Help Center/ MapReduce Service/ Component Operation Guide (LTS) (Ankara Region)/ Using Spark/ Spark FAQ/ Spark Core/ NodeManager OOM Occurs During Spark Application Execution
Updated on 2024-11-29 GMT+08:00

NodeManager OOM Occurs During Spark Application Execution

Question

When YARN' External Shuffle Service is enabled, if there are too many shuffle connections during Spark application execution, the "java.lang.OutofMemoryError: Direct buffer Memory" message is displayed. This indicates that the memory is insufficient. The error log is as follows:

2016-12-06 02:01:00,768 | WARN  | shuffle-server-38 | Exception in connection from /192.168.101.95:53680 | TransportChannelHandler.java:79
io.netty.handler.codec.DecoderException: java.lang.OutOfMemoryError: Direct buffer memory
        at io.netty.handler.codec.ByteToMessageDecoder.channelRead(ByteToMessageDecoder.java:153)
        at io.netty.channel.AbstractChannelHandlerContext.invokeChannelRead(AbstractChannelHandlerContext.java:333)
        at io.netty.channel.AbstractChannelHandlerContext.fireChannelRead(AbstractChannelHandlerContext.java:319)
        at io.netty.channel.DefaultChannelPipeline.fireChannelRead(DefaultChannelPipeline.java:787)
        at io.netty.channel.nio.AbstractNioByteChannel$NioByteUnsafe.read(AbstractNioByteChannel.java:130)
        at io.netty.channel.nio.NioEventLoop.processSelectedKey(NioEventLoop.java:511)
        at io.netty.channel.nio.NioEventLoop.processSelectedKeysOptimized(NioEventLoop.java:468)
        at io.netty.channel.nio.NioEventLoop.processSelectedKeys(NioEventLoop.java:382)
        at io.netty.channel.nio.NioEventLoop.run(NioEventLoop.java:354)
        at io.netty.util.concurrent.SingleThreadEventExecutor$2.run(SingleThreadEventExecutor.java:116)
        at java.lang.Thread.run(Thread.java:745)
Caused by: java.lang.OutOfMemoryError: Direct buffer memory
        at java.nio.Bits.reserveMemory(Bits.java:693)
        at java.nio.DirectByteBuffer.<init>(DirectByteBuffer.java:123)
        at java.nio.ByteBuffer.allocateDirect(ByteBuffer.java:311)
        at io.netty.buffer.PoolArena$DirectArena.newChunk(PoolArena.java:434)
        at io.netty.buffer.PoolArena.allocateNormal(PoolArena.java:179)
        at io.netty.buffer.PoolArena.allocate(PoolArena.java:168)
        at io.netty.buffer.PoolArena.reallocate(PoolArena.java:277)
        at io.netty.buffer.PooledByteBuf.capacity(PooledByteBuf.java:108)
        at io.netty.buffer.AbstractByteBuf.ensureWritable(AbstractByteBuf.java:251)
        at io.netty.buffer.AbstractByteBuf.writeBytes(AbstractByteBuf.java:849)
        at io.netty.buffer.AbstractByteBuf.writeBytes(AbstractByteBuf.java:841)
        at io.netty.buffer.AbstractByteBuf.writeBytes(AbstractByteBuf.java:831)
        at io.netty.handler.codec.ByteToMessageDecoder.channelRead(ByteToMessageDecoder.java:146)
        ... 10 more

Answer

For YARN's External Shuffle Service, the number of started threads is twice the number of available vCPUs. However, the default direct buffer memory is 128 MB. Therefore, when a large number of shuffle connections are established at the same time, the direct buffer memory evenly allocated to each thread is low. For example, if a node has 40 vCPUs, the number of threads started by YARN's External Shuffle Service is 80, and the 80 threads share the direct buffer memory in the process. In this case, the memory allocated to each thread is less than 2 MB.
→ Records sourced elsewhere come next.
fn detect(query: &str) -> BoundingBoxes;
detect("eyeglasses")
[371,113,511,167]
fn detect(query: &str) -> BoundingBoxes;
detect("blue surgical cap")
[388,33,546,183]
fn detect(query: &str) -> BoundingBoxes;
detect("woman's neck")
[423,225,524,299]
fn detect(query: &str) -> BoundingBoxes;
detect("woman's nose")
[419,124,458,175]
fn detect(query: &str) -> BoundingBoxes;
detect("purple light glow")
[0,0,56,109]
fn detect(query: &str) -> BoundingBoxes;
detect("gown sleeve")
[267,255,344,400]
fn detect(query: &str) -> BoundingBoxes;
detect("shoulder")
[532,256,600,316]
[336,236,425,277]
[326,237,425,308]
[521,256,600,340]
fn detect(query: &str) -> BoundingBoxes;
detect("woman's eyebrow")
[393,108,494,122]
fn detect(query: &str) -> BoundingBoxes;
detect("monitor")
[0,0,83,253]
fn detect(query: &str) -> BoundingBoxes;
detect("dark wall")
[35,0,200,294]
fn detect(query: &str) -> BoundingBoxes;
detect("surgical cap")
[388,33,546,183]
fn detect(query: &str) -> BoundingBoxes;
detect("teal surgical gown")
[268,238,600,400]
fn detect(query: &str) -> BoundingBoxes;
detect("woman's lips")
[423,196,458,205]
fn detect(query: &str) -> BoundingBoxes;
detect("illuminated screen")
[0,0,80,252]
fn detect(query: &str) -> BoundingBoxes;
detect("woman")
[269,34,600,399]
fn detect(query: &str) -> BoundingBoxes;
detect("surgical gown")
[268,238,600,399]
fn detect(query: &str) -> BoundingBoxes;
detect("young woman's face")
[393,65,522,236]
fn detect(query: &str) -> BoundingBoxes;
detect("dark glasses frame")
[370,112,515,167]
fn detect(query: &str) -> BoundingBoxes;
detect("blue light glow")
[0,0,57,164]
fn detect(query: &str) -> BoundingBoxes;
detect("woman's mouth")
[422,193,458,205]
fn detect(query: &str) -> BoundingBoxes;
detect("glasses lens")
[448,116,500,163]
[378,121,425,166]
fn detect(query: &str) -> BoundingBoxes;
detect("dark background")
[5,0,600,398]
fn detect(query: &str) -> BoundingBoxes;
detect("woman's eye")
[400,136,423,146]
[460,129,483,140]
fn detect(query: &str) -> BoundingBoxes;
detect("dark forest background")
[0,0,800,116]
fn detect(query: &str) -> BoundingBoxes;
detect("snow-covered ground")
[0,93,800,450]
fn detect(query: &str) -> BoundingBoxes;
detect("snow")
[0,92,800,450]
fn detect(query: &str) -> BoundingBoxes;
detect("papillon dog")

So, you are advised to adjust the value of direct buffer memory based on the number of vCPUs of the NodeManager node in the cluster. For example, if the number of vCPUs is 40, set direct buffer memory to 512 MB. That is, set the GC_OPTS parameter of the NodeManager node. For example:

-XX:MaxDirectMemorySize=512M

-XX:MaxDirectMemorySize is not used by default. You can add it to the GC_OPTS parameter as needed.

Perform the following operations to configure the parameter:

Log in to FusionInsight Manager and choose Cluster > Services > Yarn. Click Configurations then All Configurations, click NodeManager, and select System. Then, modify the configuration in the GC_OPTS parameter in the right pane.

Table 1 Parameters

Parameter

Description

Default Value

GC_OPTS

GC parameter of YARN NodeManager

128M